Vendredi 15 Décembre
Dans la ville de Mexico, une manifestation pour exiger la libération des prisonniers des luttes de Oaxaca est partie du Monument de la Révolution et est arrivée au Secrétariat du Gouvernement. Cette manifestation, encadrée par la police et l’armée, a été tendue tout du long. S’est tenu aussi un meeting.
Dimanche 17 Décembre
Pendant 7 mois s’est renforcée la rébellion populaire contre la tyrannie et l’autoritarisme en la personne du gouverneur Ulises Ruiz, au sein de la promotion du fascisme larvé dans l’ensemble du Mexique.

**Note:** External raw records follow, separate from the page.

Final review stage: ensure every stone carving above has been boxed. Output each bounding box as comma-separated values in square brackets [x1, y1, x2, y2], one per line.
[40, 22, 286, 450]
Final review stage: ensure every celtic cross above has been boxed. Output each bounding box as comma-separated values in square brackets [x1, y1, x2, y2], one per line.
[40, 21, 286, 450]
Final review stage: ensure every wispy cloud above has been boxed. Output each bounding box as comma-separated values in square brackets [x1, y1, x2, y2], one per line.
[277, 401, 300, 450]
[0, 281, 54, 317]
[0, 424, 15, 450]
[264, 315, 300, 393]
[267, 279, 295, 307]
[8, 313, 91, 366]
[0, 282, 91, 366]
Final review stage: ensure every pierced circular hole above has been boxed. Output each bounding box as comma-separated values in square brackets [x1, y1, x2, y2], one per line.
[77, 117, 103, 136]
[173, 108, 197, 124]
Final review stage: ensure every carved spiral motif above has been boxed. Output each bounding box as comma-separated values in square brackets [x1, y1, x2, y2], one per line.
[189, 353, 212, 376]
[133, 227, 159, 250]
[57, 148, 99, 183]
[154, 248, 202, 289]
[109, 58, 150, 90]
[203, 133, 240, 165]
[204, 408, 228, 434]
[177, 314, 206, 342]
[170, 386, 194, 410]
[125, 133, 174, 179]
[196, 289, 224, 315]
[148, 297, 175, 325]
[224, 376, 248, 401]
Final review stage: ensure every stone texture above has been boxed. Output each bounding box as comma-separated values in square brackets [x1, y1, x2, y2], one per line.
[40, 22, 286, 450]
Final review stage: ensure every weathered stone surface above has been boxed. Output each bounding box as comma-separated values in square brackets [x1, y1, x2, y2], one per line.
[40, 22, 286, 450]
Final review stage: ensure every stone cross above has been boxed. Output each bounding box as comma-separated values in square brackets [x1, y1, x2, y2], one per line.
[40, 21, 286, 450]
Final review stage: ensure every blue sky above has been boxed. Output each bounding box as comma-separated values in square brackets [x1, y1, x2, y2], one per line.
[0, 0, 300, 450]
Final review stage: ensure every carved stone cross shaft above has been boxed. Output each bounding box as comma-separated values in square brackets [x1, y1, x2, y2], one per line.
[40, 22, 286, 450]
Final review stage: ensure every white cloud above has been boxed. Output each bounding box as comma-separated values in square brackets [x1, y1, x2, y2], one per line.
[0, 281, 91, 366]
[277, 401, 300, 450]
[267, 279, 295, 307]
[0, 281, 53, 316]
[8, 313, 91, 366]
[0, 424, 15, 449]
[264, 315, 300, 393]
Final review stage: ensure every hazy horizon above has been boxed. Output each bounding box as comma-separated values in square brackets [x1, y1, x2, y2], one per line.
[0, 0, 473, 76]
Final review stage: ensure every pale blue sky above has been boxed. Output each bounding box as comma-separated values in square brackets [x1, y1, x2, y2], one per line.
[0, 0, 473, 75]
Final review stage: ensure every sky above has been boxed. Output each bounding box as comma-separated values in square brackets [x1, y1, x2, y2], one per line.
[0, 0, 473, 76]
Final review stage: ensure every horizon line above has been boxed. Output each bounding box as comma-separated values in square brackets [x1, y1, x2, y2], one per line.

Les forces fédérales d’occupation qui sont arrivées à Oaxaca pour soutenir le gouverneur, ont commencé un repli partiel sans trop s’éloigner. Aux dénonciations des brutalités policières, l’isolement et les irrégularités juridiciaires commises contre les prisonniers politiques incarcérés à Nayarit, s’ajoutent les attaques contre des défenseurs des droits humains et la réclusion de journalistes indépendants. Des organisations civiles et féministes assurent que l’emprisonnement de 34 femmes « démontre la discrimination, la violence, la misogynie et la criminalisation de la protestation sociale ». C’est dans ce contexte que plus 50 personnes de 6 pays prennent part à la visite de la Commission Internationale d’Observation pour les Droits Humains (CCIODH) à Oaxaca.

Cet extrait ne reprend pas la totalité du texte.